Who they found was Famiglietti, known to track people simply as Fam. He competed in the steeplechase at the 2004 Athens and 2008 Beijing Olympics, won six U.S. national titles across multiple events, and in 2007 ran the fastest 5,000 meters ever by an American on U.S. soil at the time, 13:11.93. He also holds the world record for the mile on a treadmill.

But the résumé only tells part of the story. Away from the track, Famiglietti is a painter, a psychology student, and the founder of Reckless Running, the apparel brand he builds with his wife in North Carolina. There is something in that combination, the competitor and the creative, that Craig recognized immediately. He says Famiglietti has "the perfect mix of artisticness, experience and spirit." You can see why it works for McKenzie.


This indoor season has been a study in deliberate construction. McKenzie opened with a 2:09.79 at the Liberty Open in January, then won the Camel City Distance meet in 2:06.50, then ran 2:06.11 at the ASICS Sound Invite, before clocking the 2:05.75 PR at the JDL Last Chance Invitational on February 21. The clock dropped in clean, steady increments across eight weeks. In the 600, she ran 1:29.99 at the Millrose Games against a field that included college runners, a new PR and one of the best marks in the country. Her 1000-meter time of 2:40.78 from the Final Surge Track Nationals Tune Up is a U.S. No. 4 all-time indoors mark, not far off the national record of 2:39.41 set by Juliette Whittaker in 2022.

Right now, McKenzie is running with a clarity that is hard to manufacture. She and her dad talk about a principle they call 186: 100 percent faith, 86 percent physical exertion. She doesn't run scared. She runs like someone who already knows the outcome and is just working through the steps.

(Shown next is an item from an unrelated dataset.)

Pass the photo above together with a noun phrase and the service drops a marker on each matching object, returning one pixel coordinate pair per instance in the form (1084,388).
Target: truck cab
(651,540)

Craig describes watching her this season: "It brings tears to my eyes." The running life, he says, "brings so much to your life. It's the epitome of living." It has brought his family together in a way not much else could have.

What doesn't show up in any results database is what Craig keeps coming back to. McKenzie volunteers at a free medical clinic and an immigration foundation. She's 18, in a new city, training harder than she ever has, taking college courses and studying languages, and still finding time to give. "From a father's perspective, it's been amazing," Craig says. It's a good balance, he adds, "being extremely competitive" while having that kind of heart for other people. He credits her mother too. "She gets a lot of it from her mom," he says. "The sweetest woman I have ever known."

When it came to the next stage of her career, Princeton clicked almost immediately when she visited. Her grandmother, Craig calls her the family's source of wisdom, the one who "saves us all," led the recruiting process alongside her mom. McKenzie wants to practice international and humanitarian law, and Craig is a former lawyer, so that path runs in the family.

As for her running, Craig says McKenzie has been deliberate about mileage, protecting herself for what comes next. "She hasn't put a whole lot of miles on," he says. "She is waiting for the right time, and that time is at university." The Tigers get a runner with a ceiling nobody has tested yet. "She's never had a team, it's just been her and me."

Craig ran track when he was younger and has been at nearly every meet McKenzie has ever run. He speaks about the sport with a reverence that goes beyond athletics. There's a piece of advice he was given that stuck with him, one he passes along whenever he can: jails and hospitals are full, but tracks are empty. You can hear it in the way he talks about what running has brought his family. "I don't count any race as a failure," he says. "It's more just a step in the right direction. I see her every day. I know what she does. There is something special about her work ethic. Her discipline is unmatched."

This spring, there is a national title within reach. After that, Princeton. After that, McKenzie has said it out loud, because she believes you have to. The Olympics.

She's not afraid to say it. She never has been.